The report was written by Policing Project Technology Fellow Emmanuel Mauleon.
Several jurisdictions are using facial recognition to aid law enforcement—from helping identify suspects and witnesses, to locating missing children. At the same time, other jurisdictions have banned facial recognition outright, fearing the potential for abuse of such technologies, and warning of the severe invasion of privacy posed by such systems.
At the Policing Project, we favor an approach to emerging technologies that depends on public authorization and careful regulation to maximize any benefits while minimizing, or eliminating entirely, anticipated harms. However, these issues are exceedingly complicated around facial recognition. There are sharp societal disagreements on where to draw the lines between acceptable and unacceptable uses, and many pressing questions that remain, including:
How do we measure and ensure that facial recognition is reliable and unbiased?
What are acceptable law enforcement uses of this technology, and what uses go too far?
How do we regulate the data and databases used to train algorithms, and the databases against which faces are matched, to ensure fairness and equal justice?
The Policing Project and the Information Law Institute at NYU Law recently hosted a diverse group of stakeholders—including privacy advocates, technology vendors, policing leaders, academics, legal experts, and government officials—to discuss these questions as part of Tech Salon series funded by Microsoft. The day was broken into three sessions, focusing on accuracy and bias, acceptable use-cases of facial recognition, and databases. Our summaries of these discussions are presented under a modified Chatham House Rule, without attributing a particular viewpoint to any individual.
What does it mean for a facial recognition system to be accurate?
The first session, led by Policing Project Executive Director Farhang Heydari, began with a seemingly simple question—what does it mean for a facial recognition system to be accurate? It quickly became apparent that the advertised rates of accuracy of facial recognition systems (e.g., “99.9% accurate”) can be quite misleading. For example, a participant shared that the accuracy figures of their system were determined after a human picked through dozens of false-matches; another system only accounted for searches that returned positive matches.

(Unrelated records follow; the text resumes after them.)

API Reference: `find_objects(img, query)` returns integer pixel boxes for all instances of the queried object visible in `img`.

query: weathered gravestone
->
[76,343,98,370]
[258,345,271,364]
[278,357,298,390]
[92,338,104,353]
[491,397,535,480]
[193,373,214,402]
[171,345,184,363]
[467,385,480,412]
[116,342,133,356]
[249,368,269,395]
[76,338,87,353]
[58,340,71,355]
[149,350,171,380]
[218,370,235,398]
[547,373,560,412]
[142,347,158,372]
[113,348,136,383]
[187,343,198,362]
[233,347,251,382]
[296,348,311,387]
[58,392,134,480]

Often, advertised accuracy results reflect a controlled testing environment, not real-world conditions. Vendor or law enforcement representations as to the accuracy of these systems could present a difficult evidentiary presumption to overcome, in which a jury (or even simply an investigator) may latch onto a number—such as “99.9% accurate”—without understanding the context in which that number was derived.
Participants also spoke to the biases and disparities—particularly across different races and genders—that have been shown in different facial recognition systems. The discussion covered considerable ground, with some clear takeaways: Although algorithmic disparities are often deemed “technical errors,” they can have real life costs, including stops, arrests, and imprisonment.
As such, deploying facial recognition technology prior to achieving parity in accuracy across different groups is a deeply concerning proposition. Although some dangers can be mitigated by ensuring that there is human-in-the-loop review, even such a safeguard cannot ensure that the technology is used equitably—there are those who question whether instead it will simply mirror existing disparities in policing.
Although both accuracy and bias are critically important issues to address, participants agreed that there is a paucity of concrete information on these aspects of facial recognition systems. There remains a need for more information, transparency, and research into facial recognition systems before a rigorous evaluation of the accuracy and disparities in such systems can take place, and thoughtful regulation can be crafted to address any issues.
Should regulation distinguish between acceptable and unacceptable uses of facial recognition?
The second session, led by the Policing Project Founder Barry Friedman, asked whether effective regulation could distinguish between acceptable and unacceptable uses of facial recognition. This transformed into a broader discussion about whether it necessarily was possible to distinguish among uses, or to prevent mission creep once certain practices were allowed. Some law enforcement agencies already employ facial recognition for one “use”: to identify suspects, witnesses, and even victims. Yet despite employing facial recognition for the same use case, participants described widely varying methods to accomplish the same goal.
For example, some agencies use a system that provides just one possible match, while others provide up to fifty. Several had dedicated officers trained to sift through possible matches, and return results to detectives only after an additional investigation to verify the identity of a particular suspect. Others allowed any officer to run a search. Every department, however, utilized a “human-in-the-loop” screening for identification purposes—none simply took the best algorithmic match as definitive identification of a suspect.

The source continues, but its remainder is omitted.